CRIME has been slashed by 15 per cent across South Tyneside in the past year – despite fears the recession would send it soaring.
The new Making Communities Safer report has found offences committed by young people dropped by 28 per cent in the 12 months to December.
And those carried out by prolific and priority offenders fell a whopping 41 per cent.
There was also a 21 per cent reduction in anti-social behaviour reported to the council.
The report was submitted to council chiefs as part of their Community Safety Partnership Plan for 2012-15.
It contains a foreword from South Tyneside’s Chief Superintendent Ian Dawes and Coun Tracey Dixon, the authority’s lead member for leisure and community safety.
She said of the falling crime statistics: “This is fantastic news. We did expect to see a rise in crime due to the economic downturn, but that didn’t happen. Instead, we’ve had a quite dramatic fall.
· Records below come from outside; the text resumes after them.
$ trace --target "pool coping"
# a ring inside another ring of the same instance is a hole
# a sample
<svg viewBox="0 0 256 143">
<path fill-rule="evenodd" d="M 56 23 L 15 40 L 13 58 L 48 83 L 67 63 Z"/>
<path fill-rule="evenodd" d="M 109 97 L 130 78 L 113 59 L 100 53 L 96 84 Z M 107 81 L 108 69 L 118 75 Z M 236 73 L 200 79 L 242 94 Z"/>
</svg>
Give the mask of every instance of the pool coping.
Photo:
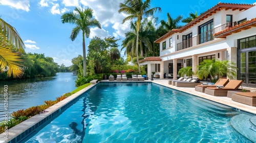
<svg viewBox="0 0 256 143">
<path fill-rule="evenodd" d="M 58 114 L 61 110 L 65 110 L 69 105 L 72 104 L 76 99 L 94 87 L 99 83 L 154 83 L 160 85 L 188 93 L 196 97 L 200 97 L 209 101 L 220 103 L 231 107 L 238 111 L 242 111 L 248 113 L 256 115 L 256 107 L 250 106 L 242 103 L 233 101 L 230 98 L 226 97 L 215 97 L 195 90 L 195 88 L 191 87 L 177 87 L 175 86 L 168 84 L 167 81 L 102 81 L 96 84 L 91 84 L 82 89 L 77 92 L 68 97 L 65 100 L 57 103 L 52 106 L 50 107 L 45 110 L 47 112 L 35 115 L 31 118 L 22 122 L 18 125 L 8 130 L 8 139 L 0 140 L 0 142 L 19 142 L 27 137 L 36 131 L 36 129 L 42 127 L 44 123 L 53 118 L 55 115 Z M 0 134 L 0 138 L 5 138 L 5 132 Z"/>
<path fill-rule="evenodd" d="M 1 138 L 0 142 L 12 143 L 19 142 L 23 141 L 26 137 L 35 132 L 37 129 L 41 127 L 41 125 L 44 124 L 44 123 L 47 122 L 51 118 L 53 118 L 55 115 L 58 114 L 61 110 L 65 110 L 66 107 L 73 103 L 73 101 L 74 101 L 76 98 L 96 86 L 98 83 L 91 84 L 87 86 L 63 100 L 46 109 L 45 110 L 46 112 L 39 114 L 36 114 L 8 129 L 7 132 L 8 138 L 6 137 L 6 134 L 5 132 L 0 134 L 0 138 Z M 6 139 L 2 140 L 2 139 Z"/>
</svg>

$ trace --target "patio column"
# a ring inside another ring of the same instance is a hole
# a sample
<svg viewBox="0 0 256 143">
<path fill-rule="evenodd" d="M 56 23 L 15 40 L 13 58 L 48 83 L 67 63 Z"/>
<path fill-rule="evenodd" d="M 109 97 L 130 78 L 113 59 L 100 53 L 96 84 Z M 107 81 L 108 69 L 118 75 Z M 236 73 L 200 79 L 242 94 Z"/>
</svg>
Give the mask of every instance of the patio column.
<svg viewBox="0 0 256 143">
<path fill-rule="evenodd" d="M 148 63 L 147 64 L 147 77 L 148 77 L 149 79 L 152 79 L 151 78 L 151 75 L 152 74 L 151 73 L 151 63 Z"/>
<path fill-rule="evenodd" d="M 174 80 L 177 80 L 177 59 L 174 59 Z"/>
<path fill-rule="evenodd" d="M 160 64 L 160 79 L 163 79 L 164 72 L 164 63 L 163 61 L 161 61 Z"/>
<path fill-rule="evenodd" d="M 193 55 L 192 56 L 192 71 L 196 74 L 197 72 L 197 66 L 198 65 L 198 58 L 197 55 Z M 196 75 L 193 75 L 193 77 L 194 78 Z"/>
</svg>

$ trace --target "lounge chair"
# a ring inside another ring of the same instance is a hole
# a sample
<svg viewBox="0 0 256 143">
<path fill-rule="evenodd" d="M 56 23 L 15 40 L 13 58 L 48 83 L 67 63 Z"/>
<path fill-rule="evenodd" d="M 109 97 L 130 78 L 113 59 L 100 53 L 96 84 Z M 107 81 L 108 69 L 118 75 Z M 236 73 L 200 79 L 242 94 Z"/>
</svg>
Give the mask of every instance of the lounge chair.
<svg viewBox="0 0 256 143">
<path fill-rule="evenodd" d="M 206 87 L 217 87 L 217 85 L 225 86 L 228 83 L 228 79 L 220 78 L 214 85 L 198 85 L 195 87 L 195 90 L 197 91 L 204 92 Z"/>
<path fill-rule="evenodd" d="M 144 77 L 142 77 L 142 76 L 140 75 L 138 75 L 138 79 L 139 81 L 144 81 L 145 80 L 145 79 L 144 78 Z"/>
<path fill-rule="evenodd" d="M 110 77 L 109 77 L 109 81 L 114 81 L 115 78 L 114 77 L 114 76 L 112 75 L 110 75 Z"/>
<path fill-rule="evenodd" d="M 180 78 L 179 78 L 178 80 L 176 80 L 176 81 L 181 81 L 182 80 L 183 80 L 184 79 L 183 77 L 180 77 Z M 175 81 L 174 80 L 169 80 L 168 81 L 168 84 L 172 84 L 172 81 Z"/>
<path fill-rule="evenodd" d="M 237 92 L 233 94 L 232 100 L 248 105 L 256 106 L 256 92 Z"/>
<path fill-rule="evenodd" d="M 172 85 L 173 85 L 173 86 L 175 86 L 176 85 L 176 82 L 180 82 L 180 81 L 190 81 L 191 80 L 192 80 L 192 78 L 188 78 L 188 77 L 185 77 L 184 78 L 184 79 L 183 80 L 181 80 L 180 81 L 178 81 L 178 80 L 173 80 L 172 81 Z"/>
<path fill-rule="evenodd" d="M 226 97 L 228 91 L 238 89 L 242 83 L 242 80 L 231 80 L 223 88 L 207 87 L 204 92 L 214 96 Z"/>
<path fill-rule="evenodd" d="M 121 81 L 122 80 L 122 76 L 121 75 L 118 75 L 116 77 L 117 81 Z"/>
<path fill-rule="evenodd" d="M 175 85 L 176 87 L 195 87 L 195 86 L 202 83 L 198 82 L 199 80 L 199 79 L 196 78 L 193 79 L 189 81 L 177 81 L 175 83 Z"/>
<path fill-rule="evenodd" d="M 139 80 L 139 79 L 138 79 L 138 78 L 137 77 L 137 75 L 132 75 L 132 78 L 133 78 L 133 80 L 134 80 L 134 81 Z"/>
<path fill-rule="evenodd" d="M 128 80 L 126 75 L 122 75 L 122 81 L 127 81 Z"/>
</svg>

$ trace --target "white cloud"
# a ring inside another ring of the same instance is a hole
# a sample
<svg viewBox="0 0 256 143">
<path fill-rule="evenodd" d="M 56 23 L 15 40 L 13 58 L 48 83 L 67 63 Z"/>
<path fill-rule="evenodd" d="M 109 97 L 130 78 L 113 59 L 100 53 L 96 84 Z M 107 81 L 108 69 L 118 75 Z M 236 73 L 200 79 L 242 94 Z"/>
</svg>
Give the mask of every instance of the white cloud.
<svg viewBox="0 0 256 143">
<path fill-rule="evenodd" d="M 72 65 L 72 62 L 70 60 L 60 59 L 56 57 L 53 57 L 53 59 L 54 62 L 57 63 L 58 65 L 61 65 L 62 63 L 66 66 L 69 66 Z"/>
<path fill-rule="evenodd" d="M 36 50 L 39 49 L 39 47 L 36 46 L 36 45 L 34 44 L 25 44 L 26 47 L 30 49 L 30 50 Z"/>
<path fill-rule="evenodd" d="M 79 6 L 78 0 L 63 0 L 62 3 L 66 7 L 78 6 Z"/>
<path fill-rule="evenodd" d="M 93 37 L 97 36 L 101 39 L 108 37 L 109 36 L 108 32 L 106 31 L 103 29 L 99 29 L 97 27 L 91 28 L 91 33 L 90 34 L 90 38 L 92 39 Z"/>
<path fill-rule="evenodd" d="M 42 7 L 49 6 L 48 3 L 47 3 L 47 0 L 46 0 L 46 2 L 45 0 L 41 0 L 39 4 Z"/>
<path fill-rule="evenodd" d="M 1 4 L 27 12 L 29 11 L 29 0 L 2 0 Z"/>
<path fill-rule="evenodd" d="M 25 41 L 24 42 L 25 42 L 25 43 L 36 43 L 35 41 L 32 41 L 32 40 L 27 40 Z"/>
<path fill-rule="evenodd" d="M 114 29 L 113 36 L 123 37 L 124 33 L 130 30 L 129 25 L 122 25 L 122 20 L 127 16 L 119 13 L 119 4 L 124 0 L 81 0 L 81 3 L 93 10 L 93 15 L 99 20 L 102 27 L 112 26 Z M 129 26 L 127 26 L 129 25 Z"/>
</svg>

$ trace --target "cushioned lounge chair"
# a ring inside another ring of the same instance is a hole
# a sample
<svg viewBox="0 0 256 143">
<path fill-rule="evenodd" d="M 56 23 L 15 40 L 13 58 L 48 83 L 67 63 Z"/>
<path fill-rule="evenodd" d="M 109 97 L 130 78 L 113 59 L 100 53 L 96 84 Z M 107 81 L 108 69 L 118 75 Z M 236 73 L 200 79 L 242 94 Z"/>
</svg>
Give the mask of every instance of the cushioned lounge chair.
<svg viewBox="0 0 256 143">
<path fill-rule="evenodd" d="M 121 81 L 122 80 L 122 76 L 121 75 L 118 75 L 116 77 L 117 81 Z"/>
<path fill-rule="evenodd" d="M 122 75 L 122 81 L 127 81 L 128 80 L 126 75 Z"/>
<path fill-rule="evenodd" d="M 115 78 L 114 77 L 114 76 L 110 75 L 110 77 L 109 77 L 109 81 L 114 81 Z"/>
<path fill-rule="evenodd" d="M 184 79 L 183 77 L 180 77 L 180 78 L 179 78 L 178 80 L 169 80 L 168 81 L 168 84 L 172 84 L 172 82 L 173 81 L 181 81 L 182 80 L 183 80 Z"/>
<path fill-rule="evenodd" d="M 132 75 L 132 78 L 133 78 L 133 80 L 134 80 L 134 81 L 138 81 L 138 80 L 139 80 L 139 79 L 138 79 L 138 77 L 137 77 L 137 75 Z"/>
<path fill-rule="evenodd" d="M 138 75 L 138 79 L 139 81 L 144 81 L 145 80 L 145 79 L 144 78 L 144 77 L 142 77 L 142 76 L 140 75 Z"/>
<path fill-rule="evenodd" d="M 232 100 L 248 105 L 256 106 L 256 92 L 237 92 L 233 94 Z"/>
<path fill-rule="evenodd" d="M 180 81 L 178 81 L 178 80 L 173 80 L 173 81 L 172 81 L 172 85 L 173 85 L 173 86 L 175 86 L 176 85 L 176 82 L 180 82 L 180 81 L 182 81 L 182 82 L 184 82 L 184 81 L 189 82 L 189 81 L 190 81 L 191 80 L 192 80 L 192 78 L 187 78 L 187 77 L 185 77 L 183 80 L 180 80 Z"/>
<path fill-rule="evenodd" d="M 199 80 L 197 78 L 189 81 L 177 81 L 175 83 L 175 85 L 176 87 L 195 87 L 195 86 L 202 83 L 198 82 Z"/>
<path fill-rule="evenodd" d="M 204 92 L 204 90 L 207 87 L 216 87 L 217 85 L 225 86 L 228 83 L 228 79 L 220 78 L 214 85 L 198 85 L 195 87 L 195 90 L 197 91 Z"/>
<path fill-rule="evenodd" d="M 242 80 L 231 80 L 223 88 L 207 87 L 204 92 L 214 96 L 226 97 L 227 91 L 238 89 L 242 83 Z"/>
</svg>

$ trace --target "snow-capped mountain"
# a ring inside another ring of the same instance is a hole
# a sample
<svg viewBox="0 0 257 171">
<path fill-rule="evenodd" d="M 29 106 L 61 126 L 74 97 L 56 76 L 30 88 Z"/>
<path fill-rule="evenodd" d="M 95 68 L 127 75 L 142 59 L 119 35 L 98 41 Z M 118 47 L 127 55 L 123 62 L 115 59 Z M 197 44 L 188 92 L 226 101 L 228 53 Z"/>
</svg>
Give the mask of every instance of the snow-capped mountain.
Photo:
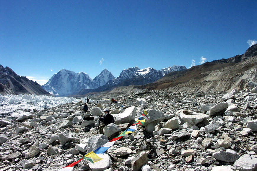
<svg viewBox="0 0 257 171">
<path fill-rule="evenodd" d="M 143 85 L 151 83 L 159 80 L 165 74 L 173 71 L 186 69 L 185 66 L 173 65 L 161 70 L 148 68 L 140 70 L 138 67 L 129 68 L 121 71 L 120 76 L 110 80 L 105 85 L 94 90 L 96 92 L 105 91 L 115 86 L 126 86 L 130 85 Z M 83 94 L 88 91 L 82 91 L 78 93 Z"/>
<path fill-rule="evenodd" d="M 93 82 L 96 85 L 98 88 L 100 86 L 103 86 L 109 80 L 114 79 L 115 77 L 109 71 L 104 69 L 102 71 L 99 75 L 96 76 L 93 80 Z"/>
<path fill-rule="evenodd" d="M 181 71 L 186 69 L 186 68 L 185 66 L 173 65 L 172 67 L 169 67 L 167 68 L 162 69 L 161 71 L 162 73 L 162 76 L 164 76 L 171 71 Z"/>
<path fill-rule="evenodd" d="M 124 80 L 131 78 L 133 76 L 135 72 L 140 69 L 138 67 L 136 67 L 124 70 L 121 71 L 118 77 L 109 80 L 101 87 L 97 88 L 96 91 L 100 91 L 106 90 L 118 84 Z"/>
<path fill-rule="evenodd" d="M 0 94 L 7 94 L 51 95 L 43 90 L 36 81 L 20 76 L 8 67 L 0 65 Z"/>
<path fill-rule="evenodd" d="M 54 74 L 41 87 L 56 96 L 68 96 L 77 93 L 82 89 L 96 88 L 115 77 L 106 69 L 92 80 L 84 72 L 76 73 L 65 69 Z"/>
</svg>

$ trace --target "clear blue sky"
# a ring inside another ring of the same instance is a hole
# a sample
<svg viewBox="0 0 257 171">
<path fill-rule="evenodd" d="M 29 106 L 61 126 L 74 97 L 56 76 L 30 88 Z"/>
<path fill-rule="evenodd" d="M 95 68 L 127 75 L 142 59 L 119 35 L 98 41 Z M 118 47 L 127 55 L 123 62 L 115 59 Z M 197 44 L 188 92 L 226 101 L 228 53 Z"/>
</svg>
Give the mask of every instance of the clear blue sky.
<svg viewBox="0 0 257 171">
<path fill-rule="evenodd" d="M 256 17 L 256 0 L 1 0 L 0 64 L 41 85 L 63 68 L 188 68 L 243 53 Z"/>
</svg>

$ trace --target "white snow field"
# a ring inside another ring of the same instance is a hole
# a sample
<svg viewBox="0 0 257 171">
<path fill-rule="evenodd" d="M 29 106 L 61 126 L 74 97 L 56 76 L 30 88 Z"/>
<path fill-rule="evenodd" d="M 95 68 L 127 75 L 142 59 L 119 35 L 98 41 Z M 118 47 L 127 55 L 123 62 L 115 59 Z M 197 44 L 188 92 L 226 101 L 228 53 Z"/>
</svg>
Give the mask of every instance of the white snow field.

“That was largely down to the hard work and dedication of all the partners – we hope the drop continues.”
The report also says violent crime has fallen by 14 per cent in the last year, while the Safestop initiative had seen 173 children taken into safety and 342 litres of alcohol confiscated.
CCTV cameras also helped with 926 arrests across the borough, while offenders were made to carry out more than 15,000 hours of work through the Community Payback scheme.
An annual assessment found tackling alcohol-related offences and young offenders are priorities for the next year. The partnership also wants to target domestic violence, re-offending and anti-social behaviour in trouble spots.
It reveals the partner agencies have pledged to provide a single and full response to all complaints of crime.
But they admit they need to strike the right balance between local needs and nationally laid-down priorities.
The report said great strides had been made to tackle crime – but more could be done.
The partnership is made up of the council, Northumbria Police, Tyne and Wear Fire and Rescue Service, and South Tyneside Primary Care trust.
Also involved are the Northumbria Police Authority, Northumbria Probation Trust, the Youth Offending Service, and South Tyneside Homes.
It will try to incorporate alcohol treatment as a core component of preventing domestic abuse and also bid to protect residents through anti-racism initiatives.
The plan was drawn up after taking offender and victim profiles into account, which considered age, gender, ethnic origin and location.
Resources will be directed towards individuals and locations where there are high levels of crime and disorder.